Viele Parameter beeinflussen die Prädationsrate. Langgemach & Bellebaum (2005) bezeichnen die Kleinsäugerdichte als Schlüsselfaktor. Flächen mit hohen Kleinsäugerbeständen sind für Füchse und andere Mäusejäger attraktiv und damit einem hohen Prädationsrisiko ausgesetzt. Da Wühlmäuse in nassen Flächen kaum oder keine Baue anlegen können, sind diese für Füchse wenig interessant und bergen entsprechend ein deutlich geringeres Prädationsrisiko als trockenere mäusereiche Flächen.
Wesentlichen Einfluss auf die Prädationswahrscheinlichkeit von Gelegen und Küken hat auch die Struktur und Artenvielfalt der Vegetation. Sowohl brütende Altvögel als auch Küken sind für Beutegreifer in monotonen Flächen leichter zu finden als arten- und strukturreichem Grünland. Darüber hinaus wachsen die Küken in artenreichen und damit insektenreichen Grünländern nachweislich schneller heran und entwachsen entsprechend früher dem gefährlichen Kükenalter (Salewski 2022).
Wie bereits im ersten Teil berichtet, hat auch die Bestandsdichte der Wiesenvögel selbst, insbesondere des Kiebitzes, einen hohen Einfluss auf die Prädationswahrscheinlichkeit. Gute Kiebitzbestände bilden eine sehr effiziente Luftverteidigung gegenüber verschiedenen Beutegreifern (Theunissen et al. 2020).
Es bestehen weitere Möglichkeiten, das Prädationsrisiko durch Lebensraumgestaltung zu senken, die u. a. im Standardwerk zum Thema Prädation von der niederländischen Organisation SOVON (Theunissen et al. 2020) nachzulesen sind.
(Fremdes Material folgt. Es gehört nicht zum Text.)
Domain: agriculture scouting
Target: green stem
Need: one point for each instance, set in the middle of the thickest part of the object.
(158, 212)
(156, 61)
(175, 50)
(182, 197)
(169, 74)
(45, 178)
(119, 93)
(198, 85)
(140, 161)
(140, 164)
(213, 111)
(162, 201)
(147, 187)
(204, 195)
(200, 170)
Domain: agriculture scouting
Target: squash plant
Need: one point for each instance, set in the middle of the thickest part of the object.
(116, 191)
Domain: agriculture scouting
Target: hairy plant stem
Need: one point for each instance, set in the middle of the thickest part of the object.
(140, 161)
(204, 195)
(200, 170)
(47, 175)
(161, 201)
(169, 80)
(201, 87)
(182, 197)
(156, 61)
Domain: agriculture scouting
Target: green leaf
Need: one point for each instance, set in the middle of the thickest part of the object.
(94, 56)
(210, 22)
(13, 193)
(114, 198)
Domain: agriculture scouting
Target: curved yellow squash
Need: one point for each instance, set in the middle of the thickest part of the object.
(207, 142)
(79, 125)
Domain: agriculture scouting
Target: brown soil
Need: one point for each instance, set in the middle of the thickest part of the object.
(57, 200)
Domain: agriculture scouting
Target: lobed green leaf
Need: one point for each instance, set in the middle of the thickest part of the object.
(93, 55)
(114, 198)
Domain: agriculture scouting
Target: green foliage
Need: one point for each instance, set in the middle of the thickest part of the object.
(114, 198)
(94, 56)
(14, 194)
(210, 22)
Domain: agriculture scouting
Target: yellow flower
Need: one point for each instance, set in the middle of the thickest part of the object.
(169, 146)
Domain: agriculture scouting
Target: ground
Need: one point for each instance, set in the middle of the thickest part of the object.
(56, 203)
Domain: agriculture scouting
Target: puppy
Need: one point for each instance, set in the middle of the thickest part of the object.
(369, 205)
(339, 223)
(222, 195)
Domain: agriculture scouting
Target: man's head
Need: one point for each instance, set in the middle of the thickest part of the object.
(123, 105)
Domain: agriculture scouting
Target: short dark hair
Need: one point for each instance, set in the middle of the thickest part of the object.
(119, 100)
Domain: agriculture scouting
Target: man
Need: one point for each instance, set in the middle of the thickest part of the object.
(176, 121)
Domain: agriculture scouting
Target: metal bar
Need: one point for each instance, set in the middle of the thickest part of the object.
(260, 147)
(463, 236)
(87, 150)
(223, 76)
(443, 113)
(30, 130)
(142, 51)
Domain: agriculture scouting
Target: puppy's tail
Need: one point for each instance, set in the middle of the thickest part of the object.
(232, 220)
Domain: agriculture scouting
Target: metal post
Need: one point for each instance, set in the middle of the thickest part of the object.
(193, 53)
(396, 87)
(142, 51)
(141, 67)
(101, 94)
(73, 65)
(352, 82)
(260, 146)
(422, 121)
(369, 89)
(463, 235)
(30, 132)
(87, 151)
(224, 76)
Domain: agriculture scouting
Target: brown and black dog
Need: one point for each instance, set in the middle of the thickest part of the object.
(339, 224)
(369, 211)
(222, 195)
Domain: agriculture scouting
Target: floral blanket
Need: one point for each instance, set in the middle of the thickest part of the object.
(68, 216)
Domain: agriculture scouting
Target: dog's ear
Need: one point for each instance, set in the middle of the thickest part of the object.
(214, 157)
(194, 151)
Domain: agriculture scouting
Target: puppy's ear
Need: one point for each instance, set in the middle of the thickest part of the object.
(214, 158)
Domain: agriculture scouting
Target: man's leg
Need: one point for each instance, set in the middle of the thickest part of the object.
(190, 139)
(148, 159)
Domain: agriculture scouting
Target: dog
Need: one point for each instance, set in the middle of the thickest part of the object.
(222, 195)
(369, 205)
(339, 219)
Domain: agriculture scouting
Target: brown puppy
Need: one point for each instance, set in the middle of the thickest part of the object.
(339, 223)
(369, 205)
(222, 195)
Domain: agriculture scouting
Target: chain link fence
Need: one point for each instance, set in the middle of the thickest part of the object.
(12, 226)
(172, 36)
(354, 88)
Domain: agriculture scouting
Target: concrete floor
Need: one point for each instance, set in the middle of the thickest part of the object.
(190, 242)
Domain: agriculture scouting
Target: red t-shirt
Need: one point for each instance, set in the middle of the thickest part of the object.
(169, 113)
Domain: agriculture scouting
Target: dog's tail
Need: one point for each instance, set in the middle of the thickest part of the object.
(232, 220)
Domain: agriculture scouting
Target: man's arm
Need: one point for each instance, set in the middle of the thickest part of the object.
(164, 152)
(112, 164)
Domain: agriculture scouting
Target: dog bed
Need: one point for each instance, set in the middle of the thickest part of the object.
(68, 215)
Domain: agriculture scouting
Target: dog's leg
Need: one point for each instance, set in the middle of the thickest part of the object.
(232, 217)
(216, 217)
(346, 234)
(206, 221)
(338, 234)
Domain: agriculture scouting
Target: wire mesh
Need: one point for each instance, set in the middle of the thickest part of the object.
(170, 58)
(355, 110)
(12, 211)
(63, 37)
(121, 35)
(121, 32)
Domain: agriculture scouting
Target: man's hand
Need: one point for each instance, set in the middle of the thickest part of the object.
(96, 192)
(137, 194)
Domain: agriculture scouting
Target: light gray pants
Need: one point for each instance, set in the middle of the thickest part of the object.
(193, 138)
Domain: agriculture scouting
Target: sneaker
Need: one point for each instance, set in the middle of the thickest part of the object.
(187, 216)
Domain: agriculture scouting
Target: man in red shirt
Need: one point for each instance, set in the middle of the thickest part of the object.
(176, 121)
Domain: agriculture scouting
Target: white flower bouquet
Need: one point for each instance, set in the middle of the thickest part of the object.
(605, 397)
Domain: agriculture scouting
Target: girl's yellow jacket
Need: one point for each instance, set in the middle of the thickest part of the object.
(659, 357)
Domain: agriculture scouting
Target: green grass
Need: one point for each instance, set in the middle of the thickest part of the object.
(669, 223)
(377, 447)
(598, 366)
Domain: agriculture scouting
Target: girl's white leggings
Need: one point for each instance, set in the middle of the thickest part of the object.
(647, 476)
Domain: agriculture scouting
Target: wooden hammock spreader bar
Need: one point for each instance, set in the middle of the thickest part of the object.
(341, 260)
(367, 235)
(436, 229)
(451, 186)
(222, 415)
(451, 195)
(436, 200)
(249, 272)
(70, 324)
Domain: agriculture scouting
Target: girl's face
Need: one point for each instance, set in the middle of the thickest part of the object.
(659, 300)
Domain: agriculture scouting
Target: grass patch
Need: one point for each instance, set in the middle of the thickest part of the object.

Es zeigt sich, dass auch das Prädationsproblem ein Problem des Lebensraumschutzes ist und mitnichten der Population von Beutegreifern. Das Töten geht am Problem vorbei, denn es verbessert den Lebensraum nicht.
Über die Lebensraumgestaltung hinaus besteht eine nicht-letale Möglichkeit zur Verminderung der Prädationsgefahr: Das Einzäunen von Brutplätzen mit Elektrozäunen. Roodbergen (2022) bezeichnet es als die effektivste Schutzmaßnahme, auch wenn sie nur die Gelegeprädation und nicht die Kükenprädation reduziert. Im LIFE-Projekt Wiesenvögel in NRW werden Schlupferfolge von bis zu 90 % für die eingezäunten Brutplätze von Wiesenbrütern angegeben (Brüning et al. 2021). Angesichts solcher Resultate stellt sich die Frage, warum im Projekt an der Dümmerniederung und für ähnliche Projekte Berufsjäger für das Töten von Beutegreifern auf Kosten der Steuerzahler eingestellt und sechsstellige Summen für Betonrohrfallen ausgegeben werden.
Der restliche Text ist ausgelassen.